Visionnaire de l'invisible
Le Cinéma
Black stone
Réalisateur : Gyeong-Tae Roh
Sortie : juillet 2016
« Mon intention était de créer un poème visuel et nostalgique sur la nature en danger. »
Les parents adoptifs de Shon Sun ont quitté, depuis longtemps, la jungle et leur village de pêcheurs pour aller travailler à Séoul dans une usine illégale de fabrication de nourriture animale. Contraint d’effectuer son service militaire, Shon Sun subit de mauvais traitements, en particulier de la part du lieutenant Ko Ah-Shen qui le viole et lui transmet le SIDA. Il est obligé de quitter l’armée et s’enfuit, clandestin, en direction de son village d’origine. De retour à Séoul, il s’aperçoit que ses parents ont disparu. Bien décidé à les retrouver, il entame alors tout un périple à travers la jungle polluée, vers le village d’où son père est originaire…

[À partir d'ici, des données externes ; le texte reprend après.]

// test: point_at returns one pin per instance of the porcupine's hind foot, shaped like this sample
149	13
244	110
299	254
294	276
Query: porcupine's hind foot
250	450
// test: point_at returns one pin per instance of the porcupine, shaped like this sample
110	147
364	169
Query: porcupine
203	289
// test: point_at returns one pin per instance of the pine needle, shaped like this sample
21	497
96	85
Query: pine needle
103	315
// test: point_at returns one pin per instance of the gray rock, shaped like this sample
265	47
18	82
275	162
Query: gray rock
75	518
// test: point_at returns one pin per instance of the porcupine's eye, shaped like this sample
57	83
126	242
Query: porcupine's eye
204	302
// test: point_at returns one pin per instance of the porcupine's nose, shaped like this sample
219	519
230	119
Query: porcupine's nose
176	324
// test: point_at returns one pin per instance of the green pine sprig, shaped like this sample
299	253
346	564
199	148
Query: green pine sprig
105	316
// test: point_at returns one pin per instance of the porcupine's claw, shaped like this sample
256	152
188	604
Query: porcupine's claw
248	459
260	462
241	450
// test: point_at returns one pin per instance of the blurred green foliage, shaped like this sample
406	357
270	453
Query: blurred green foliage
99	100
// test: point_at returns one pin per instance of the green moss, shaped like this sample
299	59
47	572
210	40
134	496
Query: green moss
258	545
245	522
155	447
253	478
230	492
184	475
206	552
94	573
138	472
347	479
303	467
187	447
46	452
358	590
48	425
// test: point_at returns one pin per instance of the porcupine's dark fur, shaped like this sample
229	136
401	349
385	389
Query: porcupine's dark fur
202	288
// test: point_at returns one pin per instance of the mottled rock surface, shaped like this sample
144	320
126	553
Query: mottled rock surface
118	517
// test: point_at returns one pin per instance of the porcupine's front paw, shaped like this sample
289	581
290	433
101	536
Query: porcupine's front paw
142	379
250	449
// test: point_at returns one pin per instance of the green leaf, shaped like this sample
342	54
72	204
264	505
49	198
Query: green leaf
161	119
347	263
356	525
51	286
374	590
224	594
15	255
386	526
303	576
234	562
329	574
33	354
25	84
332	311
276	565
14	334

Avec Black Stone (La pierre noire), le réalisateur conclut la trilogie qu’il a commencée avec Land of Scrarecrows (Terre d’épouvantails, 2009) et Black Dove (Pigeon noir, 2011). Très préoccupé par l’écologie et la façon inconsidérée dont l’être humain saccage la nature, il explique sa démarche : ‘’ Les humains polluent l’environnement afin d’étendre leur civilisation, et cet environnement pollué nous retransmet à son tour sa douleur. Dans un monde où le capitalisme matérialiste étend de plus en plus son emprise, l’humanité est menacée de contamination mentale et physique. Mon intention était de créer un poème visuel et nostalgique sur la nature en danger, tout en faisant des recherches sur les idéaux des sociétés primitives retrouvés dans le socialisme.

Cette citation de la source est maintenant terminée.